3-42
グレイズは無表情に自分の頬を撫でると、囚人を睨(にら)みすえる。
そして次の瞬間には表情を一変させ、にこりと微笑した。
「そうですか? では遠慮なく」
囚人の首筋を左手で掴んだ。
手加減などしていないことは、囚人の首にくい込む彼の爪とそこから溢れ出る血液が物語っていた。

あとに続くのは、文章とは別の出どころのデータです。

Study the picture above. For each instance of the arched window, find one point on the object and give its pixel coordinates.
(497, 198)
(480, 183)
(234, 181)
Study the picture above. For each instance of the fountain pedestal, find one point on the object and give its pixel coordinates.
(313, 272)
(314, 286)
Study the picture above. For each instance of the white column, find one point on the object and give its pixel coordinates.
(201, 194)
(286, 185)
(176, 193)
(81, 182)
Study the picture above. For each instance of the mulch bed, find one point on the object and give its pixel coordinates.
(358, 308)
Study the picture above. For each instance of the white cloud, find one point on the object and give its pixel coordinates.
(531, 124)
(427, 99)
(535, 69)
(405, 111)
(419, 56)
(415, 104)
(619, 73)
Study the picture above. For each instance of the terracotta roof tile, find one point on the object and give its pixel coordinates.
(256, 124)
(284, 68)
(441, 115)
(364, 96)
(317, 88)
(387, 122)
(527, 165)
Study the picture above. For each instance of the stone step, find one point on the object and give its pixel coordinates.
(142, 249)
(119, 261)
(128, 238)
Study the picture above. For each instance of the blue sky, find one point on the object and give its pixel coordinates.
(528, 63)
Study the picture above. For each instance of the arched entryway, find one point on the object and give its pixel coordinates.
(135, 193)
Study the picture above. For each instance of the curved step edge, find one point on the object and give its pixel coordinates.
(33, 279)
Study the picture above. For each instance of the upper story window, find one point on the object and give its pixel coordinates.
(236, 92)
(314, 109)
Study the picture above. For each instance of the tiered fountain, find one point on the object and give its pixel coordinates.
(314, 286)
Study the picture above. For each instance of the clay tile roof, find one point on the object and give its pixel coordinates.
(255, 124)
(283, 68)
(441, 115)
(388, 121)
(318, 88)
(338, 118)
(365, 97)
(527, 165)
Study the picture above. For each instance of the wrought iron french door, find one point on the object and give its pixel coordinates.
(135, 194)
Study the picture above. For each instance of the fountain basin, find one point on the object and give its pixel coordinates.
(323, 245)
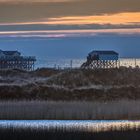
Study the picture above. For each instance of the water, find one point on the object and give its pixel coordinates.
(89, 125)
(76, 63)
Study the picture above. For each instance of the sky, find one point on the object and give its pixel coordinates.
(70, 28)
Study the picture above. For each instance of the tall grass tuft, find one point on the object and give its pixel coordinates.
(64, 110)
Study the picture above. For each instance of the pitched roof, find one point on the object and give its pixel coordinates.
(10, 52)
(104, 52)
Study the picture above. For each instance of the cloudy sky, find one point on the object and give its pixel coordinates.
(63, 19)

しかし、このような狂気をしているグレイズに対して、初老の男とナイトはただ見つめるばかり。
「ぐっ……」
囚人は短い悲鳴を上げるが、首を潰されていて思うように声が出ないのだろう。
虚(むな)しく口が開閉し、そこから空気の抜ける音が聞こえる。
柔らかな微笑を崩さないグレイズの口から、二本の大きく鋭い牙が伸びてくる。
グレイズは妖しく瞳を光らせて囚人の首筋に顔を寄せ、牙を突きたてて溢れ出てくる血を啜(すす)りはじめた。
グレイズの口元からあふれ出した血液は、囚人の傷ついた鎖骨へと流れてゆく。
ごくりと喉を鳴らして牙をたてるその姿は、まるで修羅のようだった。
囚人は全身を小刻みに痙攣させると、しだいに青ざめていく。
「がっ……あっ」
彼らは、街で会ったような恐ろしいヴァンパイアではないと思っていた。
けれど、やはり彼らも嬉々として人を殺す冷酷無比な化け物だったのだ。